Чубарев, оглянувшись на голос (розовощекое, юное насмешливое лицо, отдаляясь, смеялось), приветливо помахал вслед.

– Отойдем в сторонку, вон скверик, Лапа, – предложил он. – Смотри-ка ты, скамейка… Совсем как в прежние времена скамейка-то…

– Времена здесь ни при чем, – сказал Лапин. – Время – категория абсолютно абстрактная, а мы с тобой встретились конкретно, вещий Олег… Помнишь, а, вещий Олег?

– Помню, помню… «Скажи мне, кудесник, любимец богов, что сбудется в жизни со мною?» Было – и нет. – Чубарев шумно встряхнулся. – Подожди, Лапа, сколько с тех пор пролетело?

– Лет тридцать пять, не меньше… да, да… наш гимназический выпуск был в восьмом… Помнишь? А последний раз мы виделись в начале тридцатых, помнишь, у Орджоникидзе? Двух слов не успели друг другу сказать. – Теперь уже Лапин, крепко придерживая Чубарева за рукав, словно боясь потерять в толпе, быстро вел его в прозрачную зелень небольшого уютного скверика. – Потом, в войну уже, я от кого-то слышал, что ты на Урале…

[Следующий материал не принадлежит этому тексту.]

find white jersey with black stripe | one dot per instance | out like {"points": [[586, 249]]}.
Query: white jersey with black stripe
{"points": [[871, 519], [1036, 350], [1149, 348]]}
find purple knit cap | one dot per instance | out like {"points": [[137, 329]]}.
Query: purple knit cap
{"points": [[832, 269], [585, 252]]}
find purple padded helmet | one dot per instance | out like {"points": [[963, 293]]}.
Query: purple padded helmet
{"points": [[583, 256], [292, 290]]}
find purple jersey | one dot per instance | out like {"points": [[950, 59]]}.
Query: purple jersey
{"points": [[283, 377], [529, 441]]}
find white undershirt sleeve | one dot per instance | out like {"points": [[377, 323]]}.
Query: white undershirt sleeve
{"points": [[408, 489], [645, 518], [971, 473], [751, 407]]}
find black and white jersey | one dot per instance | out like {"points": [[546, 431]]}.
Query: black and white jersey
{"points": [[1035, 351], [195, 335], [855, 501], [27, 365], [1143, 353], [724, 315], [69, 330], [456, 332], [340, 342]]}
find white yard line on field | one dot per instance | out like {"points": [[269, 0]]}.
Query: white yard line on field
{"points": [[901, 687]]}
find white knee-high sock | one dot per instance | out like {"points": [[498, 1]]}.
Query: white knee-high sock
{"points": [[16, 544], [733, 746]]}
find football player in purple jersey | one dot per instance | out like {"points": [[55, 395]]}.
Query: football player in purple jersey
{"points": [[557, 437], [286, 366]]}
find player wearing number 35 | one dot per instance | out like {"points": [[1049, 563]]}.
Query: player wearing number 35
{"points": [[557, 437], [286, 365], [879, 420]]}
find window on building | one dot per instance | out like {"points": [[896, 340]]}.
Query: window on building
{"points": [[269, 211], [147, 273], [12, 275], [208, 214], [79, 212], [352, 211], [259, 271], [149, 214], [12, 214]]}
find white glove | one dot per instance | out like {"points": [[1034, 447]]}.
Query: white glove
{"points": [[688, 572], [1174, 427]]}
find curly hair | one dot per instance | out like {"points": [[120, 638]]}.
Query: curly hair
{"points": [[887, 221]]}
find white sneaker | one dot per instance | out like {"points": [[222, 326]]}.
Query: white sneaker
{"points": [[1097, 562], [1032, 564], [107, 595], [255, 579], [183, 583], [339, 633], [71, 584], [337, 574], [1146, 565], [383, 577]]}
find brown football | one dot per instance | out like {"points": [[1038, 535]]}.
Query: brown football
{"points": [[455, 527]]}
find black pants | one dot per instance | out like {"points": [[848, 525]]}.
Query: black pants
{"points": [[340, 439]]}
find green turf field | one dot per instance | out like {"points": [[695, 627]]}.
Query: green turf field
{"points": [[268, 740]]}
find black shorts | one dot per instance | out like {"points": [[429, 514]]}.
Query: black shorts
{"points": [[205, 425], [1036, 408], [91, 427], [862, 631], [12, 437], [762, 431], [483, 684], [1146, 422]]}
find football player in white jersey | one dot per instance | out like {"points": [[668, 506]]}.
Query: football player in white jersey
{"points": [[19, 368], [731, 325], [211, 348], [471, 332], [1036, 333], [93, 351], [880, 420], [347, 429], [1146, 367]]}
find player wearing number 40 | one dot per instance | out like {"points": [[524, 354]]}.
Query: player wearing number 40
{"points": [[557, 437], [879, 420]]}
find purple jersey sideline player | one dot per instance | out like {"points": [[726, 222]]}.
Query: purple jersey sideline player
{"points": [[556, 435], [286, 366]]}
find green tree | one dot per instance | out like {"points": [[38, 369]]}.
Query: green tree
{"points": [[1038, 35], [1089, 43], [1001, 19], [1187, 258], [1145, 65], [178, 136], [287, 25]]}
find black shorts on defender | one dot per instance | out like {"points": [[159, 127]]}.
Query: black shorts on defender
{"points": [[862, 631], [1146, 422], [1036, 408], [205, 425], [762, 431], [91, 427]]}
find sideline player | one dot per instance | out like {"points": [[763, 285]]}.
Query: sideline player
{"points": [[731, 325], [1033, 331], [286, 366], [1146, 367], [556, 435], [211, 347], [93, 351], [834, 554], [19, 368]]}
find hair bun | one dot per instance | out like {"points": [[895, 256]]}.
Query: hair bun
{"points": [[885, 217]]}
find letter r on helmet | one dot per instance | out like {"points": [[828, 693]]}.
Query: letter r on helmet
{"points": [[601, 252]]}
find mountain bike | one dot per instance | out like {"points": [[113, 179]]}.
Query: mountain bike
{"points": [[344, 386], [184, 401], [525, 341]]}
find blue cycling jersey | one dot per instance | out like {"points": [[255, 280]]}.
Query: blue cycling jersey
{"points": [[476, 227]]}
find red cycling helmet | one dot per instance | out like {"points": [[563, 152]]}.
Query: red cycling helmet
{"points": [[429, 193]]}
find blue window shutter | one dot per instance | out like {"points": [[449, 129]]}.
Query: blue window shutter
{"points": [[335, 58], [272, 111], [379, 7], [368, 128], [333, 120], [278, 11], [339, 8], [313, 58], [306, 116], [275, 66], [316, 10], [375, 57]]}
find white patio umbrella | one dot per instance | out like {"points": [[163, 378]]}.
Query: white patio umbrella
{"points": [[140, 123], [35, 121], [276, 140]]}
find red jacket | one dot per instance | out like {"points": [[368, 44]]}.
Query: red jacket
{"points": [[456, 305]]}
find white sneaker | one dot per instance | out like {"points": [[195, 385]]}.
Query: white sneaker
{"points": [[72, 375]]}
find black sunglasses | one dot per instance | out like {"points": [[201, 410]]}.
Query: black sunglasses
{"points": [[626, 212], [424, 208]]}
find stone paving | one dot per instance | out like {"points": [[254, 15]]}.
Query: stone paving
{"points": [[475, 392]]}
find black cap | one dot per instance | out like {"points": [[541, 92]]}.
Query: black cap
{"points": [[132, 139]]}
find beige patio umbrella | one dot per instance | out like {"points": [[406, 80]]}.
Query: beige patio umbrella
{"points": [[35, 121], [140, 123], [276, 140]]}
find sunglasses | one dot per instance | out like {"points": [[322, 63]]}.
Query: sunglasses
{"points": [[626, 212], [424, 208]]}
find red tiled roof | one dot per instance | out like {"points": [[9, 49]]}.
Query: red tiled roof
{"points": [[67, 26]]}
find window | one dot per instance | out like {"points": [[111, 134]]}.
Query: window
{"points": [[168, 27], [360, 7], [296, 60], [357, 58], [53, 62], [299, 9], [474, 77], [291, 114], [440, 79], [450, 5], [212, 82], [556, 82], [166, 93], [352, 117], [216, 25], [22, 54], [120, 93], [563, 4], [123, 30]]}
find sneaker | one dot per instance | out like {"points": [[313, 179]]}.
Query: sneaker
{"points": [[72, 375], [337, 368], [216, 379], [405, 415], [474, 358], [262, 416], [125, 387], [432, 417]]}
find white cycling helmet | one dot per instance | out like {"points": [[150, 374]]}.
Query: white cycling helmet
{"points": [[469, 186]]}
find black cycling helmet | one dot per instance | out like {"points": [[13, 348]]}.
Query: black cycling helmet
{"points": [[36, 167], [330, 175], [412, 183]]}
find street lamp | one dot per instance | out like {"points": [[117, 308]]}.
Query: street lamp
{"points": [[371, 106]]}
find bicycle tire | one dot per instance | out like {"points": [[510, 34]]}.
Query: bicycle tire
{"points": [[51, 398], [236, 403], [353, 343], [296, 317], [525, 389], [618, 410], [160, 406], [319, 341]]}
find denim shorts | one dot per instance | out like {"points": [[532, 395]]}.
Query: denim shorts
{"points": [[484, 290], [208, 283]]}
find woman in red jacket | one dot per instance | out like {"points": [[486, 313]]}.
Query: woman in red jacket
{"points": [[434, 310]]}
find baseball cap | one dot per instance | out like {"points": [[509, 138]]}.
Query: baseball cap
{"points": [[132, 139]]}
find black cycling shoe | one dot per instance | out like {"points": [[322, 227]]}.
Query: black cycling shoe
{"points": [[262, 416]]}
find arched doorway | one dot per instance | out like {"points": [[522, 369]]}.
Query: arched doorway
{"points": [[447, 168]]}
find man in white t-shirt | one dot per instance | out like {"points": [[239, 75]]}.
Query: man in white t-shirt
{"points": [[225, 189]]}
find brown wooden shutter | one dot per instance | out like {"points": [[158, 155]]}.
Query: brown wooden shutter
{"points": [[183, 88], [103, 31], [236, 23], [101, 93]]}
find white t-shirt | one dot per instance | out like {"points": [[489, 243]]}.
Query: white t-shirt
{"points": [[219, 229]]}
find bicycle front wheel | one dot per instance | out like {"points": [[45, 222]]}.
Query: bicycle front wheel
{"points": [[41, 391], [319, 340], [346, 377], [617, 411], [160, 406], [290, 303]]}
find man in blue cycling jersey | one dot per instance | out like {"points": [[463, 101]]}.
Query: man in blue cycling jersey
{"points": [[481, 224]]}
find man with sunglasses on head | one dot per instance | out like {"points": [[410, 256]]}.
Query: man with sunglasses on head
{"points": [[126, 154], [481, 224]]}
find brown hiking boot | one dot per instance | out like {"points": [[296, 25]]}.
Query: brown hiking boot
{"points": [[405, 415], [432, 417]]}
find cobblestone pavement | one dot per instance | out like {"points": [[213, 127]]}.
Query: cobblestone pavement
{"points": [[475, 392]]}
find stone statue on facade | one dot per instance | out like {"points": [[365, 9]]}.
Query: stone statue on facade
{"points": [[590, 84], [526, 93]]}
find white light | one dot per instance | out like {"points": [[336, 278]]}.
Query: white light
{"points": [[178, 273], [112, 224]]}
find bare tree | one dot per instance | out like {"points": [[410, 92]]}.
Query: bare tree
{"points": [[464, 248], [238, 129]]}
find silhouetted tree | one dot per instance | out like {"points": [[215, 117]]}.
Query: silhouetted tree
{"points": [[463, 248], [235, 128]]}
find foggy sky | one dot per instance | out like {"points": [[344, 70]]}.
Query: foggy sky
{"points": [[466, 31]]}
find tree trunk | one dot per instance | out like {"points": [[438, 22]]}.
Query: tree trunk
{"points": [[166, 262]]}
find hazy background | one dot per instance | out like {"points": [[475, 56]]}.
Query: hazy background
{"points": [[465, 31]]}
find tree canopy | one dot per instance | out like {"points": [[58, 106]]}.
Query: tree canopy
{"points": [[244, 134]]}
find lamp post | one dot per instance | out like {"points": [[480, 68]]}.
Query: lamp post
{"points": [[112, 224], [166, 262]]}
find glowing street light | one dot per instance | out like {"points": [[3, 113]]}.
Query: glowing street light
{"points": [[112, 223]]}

– Я о тебе вообще ничего не слышал, – не остался в долгу Чубарев; время, всего четверть часа назад регламентировавшее минута в минуту его жизнь и даже короткий сон, остановилось; он внезапно почувствовал себя от всего свободным и даже словно помолодел наполовину от нежданной встречи с Ростей Лапиным – с Ростиславом Сергеевичем Лапиным; они сидели с ним лет сорок назад за одной партой и, как это нередко бывает, влюбились в одну гимназистку…

– Ничего удивительного, Олег, меня в войну наглухо засекретили, до сих пор пломбы во всех местах трут. Вот так с нашим братом.

Они устроились на низенькой чугунной скамейке, старый, развесистый тополь с сильно разросшейся верхушкой свежо и молодо шумел прозрачной, еще не вполне развившейся листвой.

И Лапин, и Чубарев как-то одновременно подумали о том, что вот они оба до этого часа не помнили о существовании друг друга и, по воле слепого случая встретившись, обрадовались, удивились: как это они могли жить раньше и ничего не знать друг о друге? Куда-то отхлынули все дела и заботы, осталось лишь чувство удивления и легкой грусти; оба подумали о том, как они постарели и как быстро летит время.

– Слушай, что же мы сидим? – вскочил Чубарев. – Бездомные, что ли? Едем ко мне в номер, шикарный, люкс, посидим… У меня водка есть, коньяк, все, что душе угодно…

– На зависть живешь, – остановил его Лапин и рассмеялся. – Смотри-ка, сам себе хозяин… Что ж ты думаешь, я здесь ради собственного удовольствия гулял? Я от шофера удрал, я тут неподалеку в главк шел… утрясти надо кое-какие дела.

– Уж не к Муравьеву ли Павлу Андреевичу ты шел? – спросил Чубарев и тотчас по невольному движению Лапина понял, что угадал. – Ну-ну, не бойся. Я сам только что от него. Я этого деятеля, непременного члена всех комитетов и коллегий, не первый год знаю, если надо, могу оказать протекцию…

– Спасибо, Олег, понимаешь, не совсем тот случай, я лучше сам…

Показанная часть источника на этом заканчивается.